Hinte - Eltern müssen in der Gemeinde Hinte künftig etwas tiefer in die Tasche greifen, wenn es um die Versorgung der Kindergartenkinder geht. Das hat der Rat genau so beschlossen wie die Einführung einer Windel-Pauschale. Doch nicht nur im Bereich der Kleinkinderversorgung gibt es Veränderungen. Ein Überblick über die Entscheidungen aus der jüngsten Ratssitzung.

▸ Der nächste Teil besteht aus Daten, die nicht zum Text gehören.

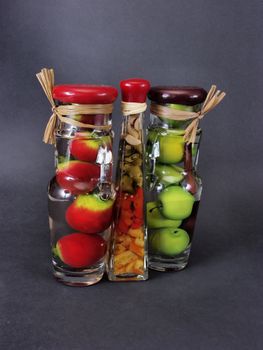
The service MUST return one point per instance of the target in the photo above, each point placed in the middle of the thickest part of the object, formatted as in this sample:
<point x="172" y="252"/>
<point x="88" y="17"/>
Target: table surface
<point x="215" y="303"/>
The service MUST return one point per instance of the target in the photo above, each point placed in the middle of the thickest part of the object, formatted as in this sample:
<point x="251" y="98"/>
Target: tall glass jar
<point x="173" y="185"/>
<point x="81" y="195"/>
<point x="128" y="258"/>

Neben dem sogenannten Essensgeld wird es bei den kommunalen Kitas in der Gemeinde Hinte ab März auch einen Beitrag für das Frühstück geben. So hat der Rat einstimmig für die Einführung einer Frühstückspauschale in Höhe von einem Euro pro Kind und Tag gestimmt. Die Gemeinde erhofft sich dadurch Mehreinnahmen von rund 65 000 Euro. Die sind notwendig, um die Ziele im Bereich der Gemeindefinanzen für das Jahr 2024 zu erreichen. Denn die Gemeinde hat sich ein Haushaltssicherungskonzept auferlegt, dafür braucht es aber Mehreinnahmen. Neben den seit Jahren erhobenen zwei Euro pro Kind und Tag für das Mittagsessen kommt also für die Eltern jetzt noch ein weiterer Euro pro Tag dazu. Wer mehrere Kinder in den Einrichtungen oder Schulen der Gemeinde hat, zahlt allerdings gestaffelt weniger. Hinzukommen die eigentlichen Elternbeiträge für den jeweiligen Betreuungsplatz.
Windel-Pauschale
Ebenfalls neu ab diesem Monat wird die sogenannte Windel-Pauschale sein. Die Windeln werden von den Kitas beschafft, eine Bereitstellung durch die Eltern ist nicht mehr möglich. Für die Inanspruchnahme werden pro Kind und Monat zwölf Euro erhoben. Das soll der Gemeinde am Ende gut 12 000 Euro zusätzliches Geld einbringen. Auch dieser Punkt wurde einstimmig beschlossen.
Plätze für Mülltonnen
Für Hundehalter soll es in der Gemeinde beim täglichen Spaziergang übrigens einfacher werden. Ursprünglich wollte sich die Gruppe FDP/FLH auf den Bereich Gewerbestraße/Krummer Weg/Suurhuser Straße beschränken und dort eine „angemessene Anzahl“ an Abfallbehältern für Hundekot bereitstellen. „Die Bürger haben uns gezielt für diesen Abschnitt angesprochen und mehr Möglichkeiten für die Entsorgung gefordert“, sagte etwa Gruppenvorsitzender Martin Gronewold. Die SPD sprang ihm bei und ließ den Antrag erweitern. Jetzt soll in allen Ortsteilen geschaut werden, wo noch Bedarf an dieser Art von Abfallbehältern ist. Mit den Gegenstimmen der CDU, die das nicht für notwendig hielt und auch vor dem Mehraufwand für den Bauhof warnte, wurde der Antrag mehrheitlich angenommen.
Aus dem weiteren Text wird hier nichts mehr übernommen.